1. 1.
    0
    evet binler kafam çok bozuk.
    bir yandan çok üzülüyor, diğer yandan da çok hırslanıyorum ve kendisine ana avrat dümdüz gidiyorum.
    ilkokul 1.sınıftan bu yana arkadaşım olan ve bu arkadaşlık yıllar sonra can ciğer kuzu sarması kardeşliğe dönüşen bir hikaye bu. yaşanmışlıklar güzel anılarla dolu.
    hep kim kimi nasıl gibmiş yalan yanlış hikayeleri mi okucaksınız lan. yaşanmış bir hayat var burda. sizin görüşlerinizede ihtiyacım var. moralim alt üst. 10 yıllı sevgilimden ayrılsam bu kadar üzülmezdim...

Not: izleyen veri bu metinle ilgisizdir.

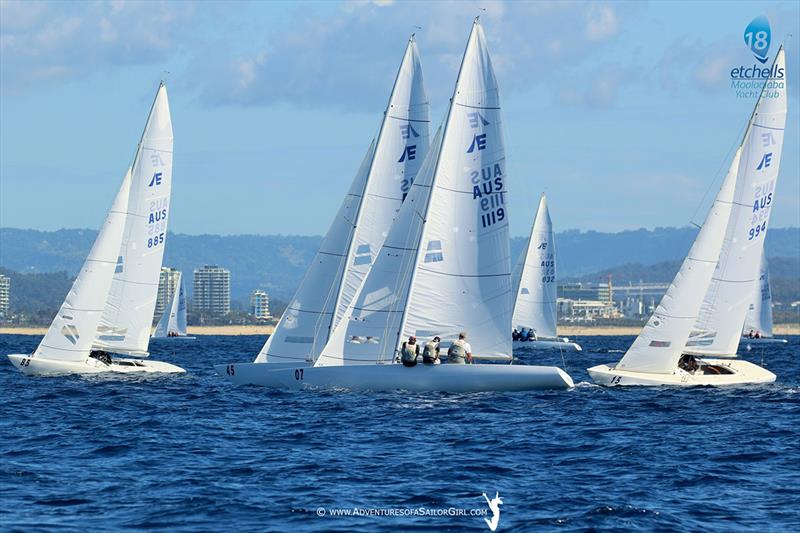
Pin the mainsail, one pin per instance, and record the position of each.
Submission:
(173, 321)
(721, 319)
(659, 346)
(535, 278)
(445, 265)
(126, 321)
(759, 314)
(348, 250)
(72, 332)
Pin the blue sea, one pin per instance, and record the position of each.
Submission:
(195, 453)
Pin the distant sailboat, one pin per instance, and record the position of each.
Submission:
(110, 305)
(758, 322)
(348, 250)
(718, 274)
(444, 267)
(173, 322)
(535, 313)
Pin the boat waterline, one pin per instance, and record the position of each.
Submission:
(386, 377)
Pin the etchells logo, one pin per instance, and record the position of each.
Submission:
(749, 80)
(757, 36)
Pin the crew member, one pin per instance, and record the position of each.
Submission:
(460, 352)
(409, 352)
(430, 353)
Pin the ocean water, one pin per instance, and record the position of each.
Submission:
(195, 453)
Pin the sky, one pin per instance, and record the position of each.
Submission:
(622, 112)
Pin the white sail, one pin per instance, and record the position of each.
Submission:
(401, 147)
(659, 346)
(348, 251)
(173, 321)
(759, 314)
(303, 328)
(127, 318)
(719, 326)
(445, 266)
(535, 278)
(72, 332)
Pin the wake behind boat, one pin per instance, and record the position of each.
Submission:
(109, 308)
(388, 377)
(558, 343)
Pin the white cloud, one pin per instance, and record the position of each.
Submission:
(53, 41)
(601, 23)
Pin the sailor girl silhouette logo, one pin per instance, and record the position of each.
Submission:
(494, 506)
(757, 36)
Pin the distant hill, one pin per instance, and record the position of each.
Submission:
(277, 263)
(784, 276)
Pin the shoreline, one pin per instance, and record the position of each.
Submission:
(566, 331)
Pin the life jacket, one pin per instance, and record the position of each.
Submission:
(429, 352)
(456, 353)
(408, 354)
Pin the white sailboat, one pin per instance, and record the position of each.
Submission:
(348, 250)
(718, 273)
(110, 305)
(758, 321)
(443, 268)
(535, 313)
(173, 322)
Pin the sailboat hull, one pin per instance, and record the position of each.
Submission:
(38, 366)
(420, 378)
(562, 343)
(735, 372)
(748, 343)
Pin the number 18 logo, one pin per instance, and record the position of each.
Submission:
(757, 37)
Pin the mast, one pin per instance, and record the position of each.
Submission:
(404, 316)
(359, 210)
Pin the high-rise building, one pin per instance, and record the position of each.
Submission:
(212, 290)
(5, 295)
(167, 285)
(259, 305)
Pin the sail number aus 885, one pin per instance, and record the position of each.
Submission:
(152, 242)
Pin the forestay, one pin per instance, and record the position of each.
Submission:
(445, 266)
(127, 318)
(349, 249)
(72, 332)
(721, 319)
(535, 278)
(759, 314)
(659, 346)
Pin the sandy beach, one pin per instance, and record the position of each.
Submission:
(567, 331)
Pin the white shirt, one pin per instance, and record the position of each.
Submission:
(464, 344)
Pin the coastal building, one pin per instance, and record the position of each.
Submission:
(212, 290)
(5, 295)
(167, 285)
(602, 292)
(637, 301)
(259, 305)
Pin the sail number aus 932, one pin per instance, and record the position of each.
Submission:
(155, 241)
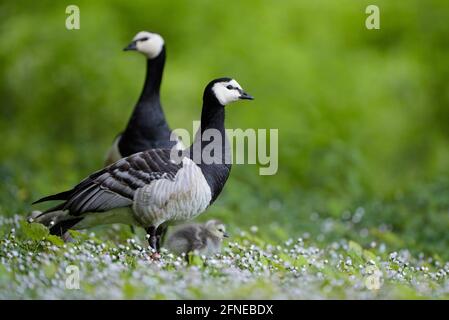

    dediğim gibi ilkokul arkadaşım olan kemalle sınıfta sıraların üstüne kırmızı kalemle amcık resmi çizmeyle başladı dostluğumuz. yıllar geçtikçe hayatın yönlendirdiği şekilde takılmaya başladık. top oynadık bigiblete bindik erik ağaçlarıma daldık kızlara pandik attık. ne yaparsak yapalım devamlı beraberdik.

    tabi en tatminkar dostluğumuzu 18 li yaşların başında yaşamaya başladık.
    ilk sigaranın, ilk alkolün hatta ilk amın tadına beraber baktık.
    yaşımız ilerledikçe daha hızlı yaşamaya başlamıştık.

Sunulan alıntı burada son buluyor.